Weeding out invaders

A program at Camden State Park taught about invasive garlic mustard, and how to fight it

Photo by Deb Gau Joe Gartner reached down to find small garlic mustard plants near a trail at Camden State Park on Monday. Gartner was giving a talk on how to ID and remove the invasive plants.

CAMDEN STATE PARK — The forest floor near the south picnic area at Camden State Park was looking like it should, Joe Gartner said.

“This is beautiful,” Gartner said as he led a small group of people along a park trail.

But among the leaf litter and woodland plants like Dutchman’s breeches and violets, Gartner could still find some unwelcome visitors. He bent down to point out a cluster of plants with round, scalloped leaves. These were his target — garlic mustard.

Garlic mustard is a plant in the mustard family, Gartner said, and it does smell like garlic when its leaves are crushed.

“At this time of year, the key thing is it gets little four-petaled white flowers. The other thing you can do is smell it,” Gartner said.

Garlic mustard is also invasive, spreading quickly and crowding out native Minnesota plants. Gartner, a New Ulm resident and a retired science teacher, has been spreading the word about garlic mustard around the state. On Monday, he was at Camden State Park giving talks on how to identify the plants, and remove them before they spread.

“We need to have more people know about this stuff,” Gartner said.

Garlic mustard can thrive in forests or other shady areas.
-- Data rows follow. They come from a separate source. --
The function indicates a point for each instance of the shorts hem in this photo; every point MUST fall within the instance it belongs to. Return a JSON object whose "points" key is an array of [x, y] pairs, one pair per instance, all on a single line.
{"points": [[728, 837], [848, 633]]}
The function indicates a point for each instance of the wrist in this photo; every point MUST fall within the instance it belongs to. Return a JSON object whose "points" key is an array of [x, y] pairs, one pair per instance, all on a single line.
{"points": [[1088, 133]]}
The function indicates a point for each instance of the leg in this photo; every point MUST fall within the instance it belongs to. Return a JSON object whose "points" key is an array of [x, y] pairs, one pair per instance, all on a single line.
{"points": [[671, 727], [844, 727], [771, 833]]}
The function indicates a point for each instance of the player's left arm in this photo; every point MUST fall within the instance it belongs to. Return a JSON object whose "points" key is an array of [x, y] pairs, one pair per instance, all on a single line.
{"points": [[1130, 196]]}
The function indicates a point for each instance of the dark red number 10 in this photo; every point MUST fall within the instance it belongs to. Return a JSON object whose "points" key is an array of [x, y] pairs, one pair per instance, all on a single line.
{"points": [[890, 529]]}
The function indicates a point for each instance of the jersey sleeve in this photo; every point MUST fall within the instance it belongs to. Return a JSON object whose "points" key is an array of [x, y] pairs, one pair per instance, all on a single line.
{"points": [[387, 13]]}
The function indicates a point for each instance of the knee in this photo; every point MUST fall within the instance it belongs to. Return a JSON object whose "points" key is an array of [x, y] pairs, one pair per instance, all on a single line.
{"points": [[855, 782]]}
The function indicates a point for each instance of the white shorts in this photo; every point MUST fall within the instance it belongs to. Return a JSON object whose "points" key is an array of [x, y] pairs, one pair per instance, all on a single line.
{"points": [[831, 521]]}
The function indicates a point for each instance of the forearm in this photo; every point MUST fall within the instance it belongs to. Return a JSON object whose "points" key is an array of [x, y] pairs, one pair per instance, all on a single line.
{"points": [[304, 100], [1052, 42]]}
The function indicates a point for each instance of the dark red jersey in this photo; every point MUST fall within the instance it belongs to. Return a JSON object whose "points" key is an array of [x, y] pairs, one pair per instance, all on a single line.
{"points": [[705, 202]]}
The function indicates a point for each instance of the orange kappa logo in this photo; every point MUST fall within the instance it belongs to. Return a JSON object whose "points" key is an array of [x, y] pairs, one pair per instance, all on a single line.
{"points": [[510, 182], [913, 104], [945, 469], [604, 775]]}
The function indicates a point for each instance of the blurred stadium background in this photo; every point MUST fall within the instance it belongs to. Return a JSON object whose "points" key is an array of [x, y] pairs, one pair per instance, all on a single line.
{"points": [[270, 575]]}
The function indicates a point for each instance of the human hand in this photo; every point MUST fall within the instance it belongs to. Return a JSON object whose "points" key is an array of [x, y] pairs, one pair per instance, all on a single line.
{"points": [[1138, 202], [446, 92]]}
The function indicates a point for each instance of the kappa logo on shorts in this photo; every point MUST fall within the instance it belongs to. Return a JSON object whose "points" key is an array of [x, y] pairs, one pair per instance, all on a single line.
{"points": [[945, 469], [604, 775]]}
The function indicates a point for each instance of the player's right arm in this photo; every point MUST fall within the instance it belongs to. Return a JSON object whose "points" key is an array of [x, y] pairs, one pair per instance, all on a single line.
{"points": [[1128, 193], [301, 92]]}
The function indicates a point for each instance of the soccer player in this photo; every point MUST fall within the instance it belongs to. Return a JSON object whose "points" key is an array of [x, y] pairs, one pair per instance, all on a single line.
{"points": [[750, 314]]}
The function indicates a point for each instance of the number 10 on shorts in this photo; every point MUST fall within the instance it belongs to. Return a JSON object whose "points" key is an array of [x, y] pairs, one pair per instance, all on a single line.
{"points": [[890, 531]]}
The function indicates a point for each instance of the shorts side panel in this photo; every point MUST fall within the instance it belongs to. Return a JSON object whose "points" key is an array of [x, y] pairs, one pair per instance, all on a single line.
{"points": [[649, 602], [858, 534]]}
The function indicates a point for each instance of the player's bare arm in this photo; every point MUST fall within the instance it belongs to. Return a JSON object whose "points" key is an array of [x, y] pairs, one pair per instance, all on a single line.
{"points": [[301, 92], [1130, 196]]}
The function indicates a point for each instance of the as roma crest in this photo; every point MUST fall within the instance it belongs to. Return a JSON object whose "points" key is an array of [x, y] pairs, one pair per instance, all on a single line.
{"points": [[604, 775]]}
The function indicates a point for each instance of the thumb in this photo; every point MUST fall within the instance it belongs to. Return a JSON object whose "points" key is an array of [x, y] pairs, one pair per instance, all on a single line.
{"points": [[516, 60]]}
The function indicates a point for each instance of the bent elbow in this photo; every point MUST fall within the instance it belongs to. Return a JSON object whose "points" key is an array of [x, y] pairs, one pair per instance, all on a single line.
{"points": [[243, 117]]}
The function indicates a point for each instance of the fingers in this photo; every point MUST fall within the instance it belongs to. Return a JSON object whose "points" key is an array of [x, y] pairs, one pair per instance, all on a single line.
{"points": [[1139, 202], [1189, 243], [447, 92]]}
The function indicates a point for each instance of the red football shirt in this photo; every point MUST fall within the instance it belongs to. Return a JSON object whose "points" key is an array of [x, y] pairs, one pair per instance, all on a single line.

“I’ve had people that have it in farm groves,” Gartner said. “It likes alkaline soil and deciduous woods.”

If the plants get established, they can not only crowd out native plants, but they can degrade the landscape, he said. Garlic mustard plants produce a chemical that makes it hard for native plants and trees to grow back, he said.

Gartner said he likes to take the approach of identifying garlic mustard plants early, and acting quickly to remove them.

“If you pull it when you only have a few plants, it’s easier to get under control,” he said.

Garlic mustard plants have a couple of different looks. The plants take two years to grow and flower, Gartner said. First year plants grow low to the ground, with rounded leaves. Second year plants grow stalks two to four feet tall, with small white flowers.

Gartner said he looks for garlic mustard plants in spring — partly because that’s when the plants are flowering and easier to identify, and partly because it’s before the plants have a chance to develop seed pods. Garlic mustard seeds can be spread by deer, by shoes, and by mowing, he said.

As part of his talk, Gartner took area residents on a short trail hike and demonstrated how to gently pull up smaller garlic mustard plants. He recommended using a dandelion digger or a small trowel to loosen — but not dig up — the dirt around the plant stalk if it doesn’t come up easily.

When you pull garlic mustard plants, Gartner said, it’s important not to compost the plants. They could still grow or spread seeds that way. He recommended putting the plants into trash bags instead. You should also be careful to clean off your shoes to prevent spreading seeds, he said.

While it’s not a problem to remove garlic mustard from your own property, Gartner cautioned that the rules are different when it comes to plants growing in public and state parks. You should only remove plants from parks with permission, he said. If you see garlic mustard growing in a park, you should always contact park staff to let them know about the plants, and where they’re located, he said.

More information and resources on controlling garlic mustard can be found online, Gartner said. He recommended the Iowa Department of Natural Resources’ website. Gartner’s own website, thegarlicmustardman.com, has links to other information as well.